Parecía envejecido a pesar de su aspecto. Cuando se presentó, como el señor Pim
Walls, yo bromeé diciéndole que pensé que había entrado en la tienda Sócrates.
Se rió pero no sé si llegó a entender la broma.
—Soy el carpintero del que el señor Robert
le ha hablado, por lo que tengo entendido.

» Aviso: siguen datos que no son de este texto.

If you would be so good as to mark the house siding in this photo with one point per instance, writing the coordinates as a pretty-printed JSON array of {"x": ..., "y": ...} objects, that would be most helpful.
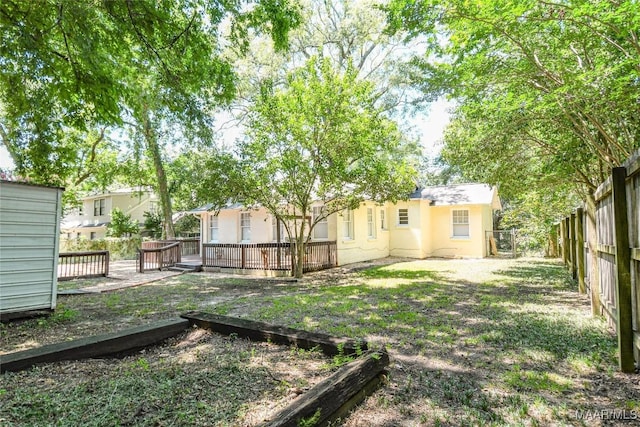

—Así es. Pensé que me escribiría, no que
se presentaría en mi negocio.
—¿Hago mal? –Me preguntó pero yo negué con
el rostro—. Supongo que ya le ha informado de que parte de mi trabajo consiste
en hacer algunos puestos de…
—Sí, me ha informado. ¿Tiene ahí los
presupuestos? –Le pregunté señalando con la mirada la carpeta que traía debajo
del brazo. Asintió y me los mostró. Junto con los presupuesto venían unos
bocetos de cada tipo de puesto en que había trabajado. Los precios me
parecieron sutilmente elevados pero no exageradamente. Uno de los más simples
consistía en una plataforma como mostrador y dos vigas a cada lado, de forma
que el techo se cubría con una lona o tejido. No era tan elaborado como los que
tenían una parte interior con todos los laterales cubiertos de lona, pero no le
vi nada malo. El hombre se fijó en que yo había posado mi atención sobre aquel
puesto.
—¿Son figurillas lo que va a vender?
Entonces no necesita nada más. No es como si tuviese bandejas enteras de dulces
o ristras de chorizos que hubiera que colgar. ¿Ya ha conseguido el permiso en
el ayuntamiento?
—Nos falta rellenar la documentación
descriptiva del puesto, y dado que aún no sabía si lo conseguiría, lo hemos
dejado aún suspendido.
—Bien, pues ya puede empezar a rellenar el
formulario, si se ha decidido por este puesto.